First, mobile application development and application security testing require more scrutiny to ensure alignment with zero-trust access to enterprise resources. Applications should be carefully evaluated to ensure they support continuous authentication. Applications developed in-house should be redesigned to include continuous authentication if not currently implemented. MAV must verify that all applications, both those developed in-house and those obtained from operating system vendors’ app stores, comply with the policies.
Second, ensure mobile devices implement application and data segmentation. While mobile operating systems have built-in security controls for segmentation and can sandbox apps and data, the enterprise must scrutinize custom-built enterprise applications for segmentation at the app and data level. Implementation of continuous multi-factor authentication is also required to ensure compliance with zero-trust principles.
Third, take steps to ensure tighter integration between EMM and mobile threat protection to ensure timely threat mitigation. Many vendors align their systems with a zero-trust approach, including continuous authentication evaluation and device health reporting.

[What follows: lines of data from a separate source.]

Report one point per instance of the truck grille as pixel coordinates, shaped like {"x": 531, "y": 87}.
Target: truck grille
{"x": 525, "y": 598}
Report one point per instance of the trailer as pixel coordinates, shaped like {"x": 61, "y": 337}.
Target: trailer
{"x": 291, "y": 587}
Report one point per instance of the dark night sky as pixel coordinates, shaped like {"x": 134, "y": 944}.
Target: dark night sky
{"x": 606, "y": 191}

READ MORE: Learn how to simplify device management in a hybrid work environment.
Improve your security with smart authentication
Some EMM systems include “intelligent” device authentication by combining biometrics with individual user behavior. Using advanced rulesets powered by artificial intelligence, these systems can enable adaptive authentication to provide precise security for every user interaction. Enterprises can also enhance integration between EMM and mobile threat protection systems and existing logging, monitoring, diagnostic and mitigation systems.
Every business is different, and there is no one-size-fits-all strategy for implementing mobile zero trust. Each organization must develop its own roadmap and timeline that aligns with its goals. Companies can develop their strategies based on an assessment of the risks they face, with a detailed policy to mitigate the risks.
Likewise, each organization must determine the accuracy of continuous authentication to balance security and usability. Related changes should be integrated into this infrastructure as needed.
Finally, as with any security approach, technology is only part of the solution. Companies need to review their mobile policies and ensure that their processes and human factors are aligned with zero trust goals.